İşte Reina katliamı tam da böyle bir atmosfer de geldi; Türkiye’ye adeta bütün bir yılı nasıl geçireceği bu katliamla gösterilmiş oldu, dinsel mühendislik projesinin artık rutinleştiği üzere Yılbaşı üzerinden sekülarizme ve laikliğe yoğun bir saldırı dalgası başlattığı günlerde Yılbaşı gecesi eğlenen insanlar hedef alındı. Nasıl ki Rus Büyükelçinin öldürülmesi öncesi Halep üzerinden bir dinsel teyakkuz kampanyası düzenlenmiş ve suikast o atmosferde vuku bulmuşsa, Reina katliamı da Yılbaşı karşıtı kampanyanın belirleyiciliğindeki siyasi atmosferde gerçekleşti, bir kez daha onlarca insan cihadist terörün kurbanı oldu.

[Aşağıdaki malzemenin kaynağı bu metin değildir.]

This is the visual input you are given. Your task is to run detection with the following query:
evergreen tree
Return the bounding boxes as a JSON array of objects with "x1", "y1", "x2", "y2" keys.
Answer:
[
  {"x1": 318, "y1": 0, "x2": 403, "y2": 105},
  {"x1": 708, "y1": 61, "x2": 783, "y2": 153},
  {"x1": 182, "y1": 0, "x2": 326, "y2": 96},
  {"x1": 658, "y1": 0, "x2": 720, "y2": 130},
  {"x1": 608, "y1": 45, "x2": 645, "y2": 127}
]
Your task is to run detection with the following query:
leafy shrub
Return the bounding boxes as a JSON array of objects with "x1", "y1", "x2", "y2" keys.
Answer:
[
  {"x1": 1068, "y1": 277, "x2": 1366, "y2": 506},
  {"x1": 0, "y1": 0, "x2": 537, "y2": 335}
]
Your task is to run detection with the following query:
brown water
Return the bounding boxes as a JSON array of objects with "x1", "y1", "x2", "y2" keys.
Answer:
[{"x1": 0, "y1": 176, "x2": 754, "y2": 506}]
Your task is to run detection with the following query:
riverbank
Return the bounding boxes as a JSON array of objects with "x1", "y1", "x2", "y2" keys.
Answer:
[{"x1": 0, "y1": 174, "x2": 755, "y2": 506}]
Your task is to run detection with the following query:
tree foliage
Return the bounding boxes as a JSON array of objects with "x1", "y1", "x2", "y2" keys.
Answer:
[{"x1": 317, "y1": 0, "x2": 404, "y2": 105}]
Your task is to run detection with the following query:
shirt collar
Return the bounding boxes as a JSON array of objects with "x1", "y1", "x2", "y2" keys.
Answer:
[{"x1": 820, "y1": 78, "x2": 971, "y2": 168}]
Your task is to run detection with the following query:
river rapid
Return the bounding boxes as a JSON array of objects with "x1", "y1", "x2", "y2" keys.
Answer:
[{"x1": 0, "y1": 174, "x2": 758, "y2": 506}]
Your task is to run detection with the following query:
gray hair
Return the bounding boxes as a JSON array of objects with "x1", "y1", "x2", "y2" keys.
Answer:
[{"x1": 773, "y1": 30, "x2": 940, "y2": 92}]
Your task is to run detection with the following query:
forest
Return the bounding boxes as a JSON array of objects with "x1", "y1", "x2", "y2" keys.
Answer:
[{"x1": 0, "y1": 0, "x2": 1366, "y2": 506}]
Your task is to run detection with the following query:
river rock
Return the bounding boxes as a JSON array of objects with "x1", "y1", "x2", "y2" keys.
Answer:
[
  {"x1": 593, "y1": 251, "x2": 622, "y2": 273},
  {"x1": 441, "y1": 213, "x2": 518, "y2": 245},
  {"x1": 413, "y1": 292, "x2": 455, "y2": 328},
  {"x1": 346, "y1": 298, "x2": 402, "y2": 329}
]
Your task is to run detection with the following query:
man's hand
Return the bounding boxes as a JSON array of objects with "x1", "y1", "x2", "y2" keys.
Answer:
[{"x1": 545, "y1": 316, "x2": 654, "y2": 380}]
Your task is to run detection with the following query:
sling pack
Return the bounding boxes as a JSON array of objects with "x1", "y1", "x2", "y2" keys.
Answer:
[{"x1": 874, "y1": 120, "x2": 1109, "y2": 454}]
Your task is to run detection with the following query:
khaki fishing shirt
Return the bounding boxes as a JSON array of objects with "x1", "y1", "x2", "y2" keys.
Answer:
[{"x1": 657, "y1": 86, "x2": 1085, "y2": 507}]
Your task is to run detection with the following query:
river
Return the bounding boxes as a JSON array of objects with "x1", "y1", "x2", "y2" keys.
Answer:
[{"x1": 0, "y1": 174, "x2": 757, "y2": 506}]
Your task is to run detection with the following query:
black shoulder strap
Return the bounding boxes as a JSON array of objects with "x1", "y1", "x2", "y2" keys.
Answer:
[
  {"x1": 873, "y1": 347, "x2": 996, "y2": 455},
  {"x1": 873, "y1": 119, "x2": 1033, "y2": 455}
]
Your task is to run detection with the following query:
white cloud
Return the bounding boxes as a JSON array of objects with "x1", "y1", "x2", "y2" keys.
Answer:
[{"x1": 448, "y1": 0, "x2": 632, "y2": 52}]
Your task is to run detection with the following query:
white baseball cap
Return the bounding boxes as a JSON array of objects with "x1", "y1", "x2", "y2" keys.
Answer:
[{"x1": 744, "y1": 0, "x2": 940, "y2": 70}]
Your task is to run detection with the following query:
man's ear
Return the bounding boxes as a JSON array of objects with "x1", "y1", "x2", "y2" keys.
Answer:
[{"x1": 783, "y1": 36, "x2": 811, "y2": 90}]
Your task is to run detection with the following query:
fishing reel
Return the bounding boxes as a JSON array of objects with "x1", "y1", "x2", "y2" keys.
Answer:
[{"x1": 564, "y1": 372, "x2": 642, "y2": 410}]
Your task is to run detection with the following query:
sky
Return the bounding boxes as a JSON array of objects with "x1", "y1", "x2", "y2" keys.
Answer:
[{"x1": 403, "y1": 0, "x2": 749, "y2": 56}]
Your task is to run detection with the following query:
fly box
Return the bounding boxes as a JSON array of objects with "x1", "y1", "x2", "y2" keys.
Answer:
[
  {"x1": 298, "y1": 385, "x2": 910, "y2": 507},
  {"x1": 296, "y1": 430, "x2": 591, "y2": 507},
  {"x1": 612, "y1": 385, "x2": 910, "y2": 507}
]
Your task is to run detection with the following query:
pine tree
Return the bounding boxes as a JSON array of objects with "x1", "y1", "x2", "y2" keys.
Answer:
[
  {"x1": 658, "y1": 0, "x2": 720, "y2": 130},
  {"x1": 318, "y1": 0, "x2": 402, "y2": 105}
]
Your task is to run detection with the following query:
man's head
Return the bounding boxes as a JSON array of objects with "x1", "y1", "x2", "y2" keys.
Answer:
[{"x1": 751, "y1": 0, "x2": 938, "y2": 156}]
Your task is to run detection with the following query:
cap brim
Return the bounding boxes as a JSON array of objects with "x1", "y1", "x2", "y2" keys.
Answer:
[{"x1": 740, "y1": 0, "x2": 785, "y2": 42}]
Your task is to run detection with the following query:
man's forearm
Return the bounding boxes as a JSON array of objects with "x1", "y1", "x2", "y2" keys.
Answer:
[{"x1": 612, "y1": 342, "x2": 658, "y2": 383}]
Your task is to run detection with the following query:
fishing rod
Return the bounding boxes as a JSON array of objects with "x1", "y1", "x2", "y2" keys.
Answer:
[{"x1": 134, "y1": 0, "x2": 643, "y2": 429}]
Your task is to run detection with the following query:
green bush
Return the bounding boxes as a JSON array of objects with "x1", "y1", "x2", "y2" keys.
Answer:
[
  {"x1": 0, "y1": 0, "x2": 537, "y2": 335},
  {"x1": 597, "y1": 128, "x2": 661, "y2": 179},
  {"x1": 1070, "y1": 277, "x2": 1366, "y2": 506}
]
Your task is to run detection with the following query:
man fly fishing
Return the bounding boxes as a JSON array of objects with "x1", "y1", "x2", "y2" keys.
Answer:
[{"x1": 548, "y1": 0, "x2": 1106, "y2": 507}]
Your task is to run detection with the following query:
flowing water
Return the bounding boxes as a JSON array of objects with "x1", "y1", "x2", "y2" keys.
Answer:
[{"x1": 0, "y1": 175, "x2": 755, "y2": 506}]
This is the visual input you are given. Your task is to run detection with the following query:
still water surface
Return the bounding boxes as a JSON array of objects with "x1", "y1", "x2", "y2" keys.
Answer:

Çok değil, daha dört gün öne bu köşede yayınlanan “Türkiye’nin güvenliği Suriye’den başlar ama nasıl” adlı yazıda şöyle demiştik:

“Türkiye’nin güvenliği Suriye’de başlamaktadır ama şu an tam tersi yapılmaktadır. Çünkü, Türkiye’nin güvenliği, Suriye’de sonu bilinmez maceralardan değil, Suriye’nin egemenliğini tanımaktan, cihatçılarla olan bütün ilişkileri koparmaktan ve Kürt sorununda siyasi mekanizmaları devreye sokmaktan geçmektedir. Aksi, daha çok insanımızı kaybetmek, daha çok vahşet videosu izlemek anlamına gelecektir.”

Tam da öyle oldu, El Bab’da çatışmalar derinleşmişken, IŞİD en iyi bildiği işi yaptı, mesajını masum insanları hedef alarak verdi, El Bab bumerangı döndü ve İstanbul’u vurdu. “Suriye bataklığı” ile kastedilen şeyin ne olduğu böylelikle bir kez daha görüldü.

Türkiye İslamcılığının ve yandaşların hastalıklı halet-i ruhiyesi ise bu olayda da bir kez daha ortaya çıktı. Ölenlerin yılbaşı kutladıkları için ölmeyi hak ettikleri inancı ile yedi düvelin birden taşeronları aracılığıyla Türkiye’yi hedef aldığı yönündeki paranoya iç içe geçti ve saldırıya verilen tepkiyi bu hastalıklı ruh hali belirledi. Aynısı Rus büyükelçinin öldürülmesinde de olmuştu: Elçinin vurulması Halep’in intikamı anlamına geldiği için sevindiriciydi ama ”FETÖ” tarafından tertiplendiği için üzücüydü!

Yazıyı bitirirken, bir kez daha tekrarlayalım: Türkiye’ye Yılbaşı gecesi bütün bir yıl yaşayacaklarının provası izletilmek istendi, saldırı yılbaşı üzerinden topluma gerici bir saldırı dalgasının yapıldığı bir atmosferde gerçekleştirildi, İslamcıların ciddi bir bölümünde memnuniyetle karşılandı. Katliamın gösterdiği şey ise bir kez daha Ortadoğu bataklığından hızlıca çıkmanın gerekliliği ve laiklik için mücadele etmenin ise ekmek kadar, su kadar önemli olduğuydu. Bugünün Türkiye’sinde hayatı savunmakla laikliği savunmanın aynı anlama geldiği maalesef bir kez daha bir katliam aracılığıyla görüldü.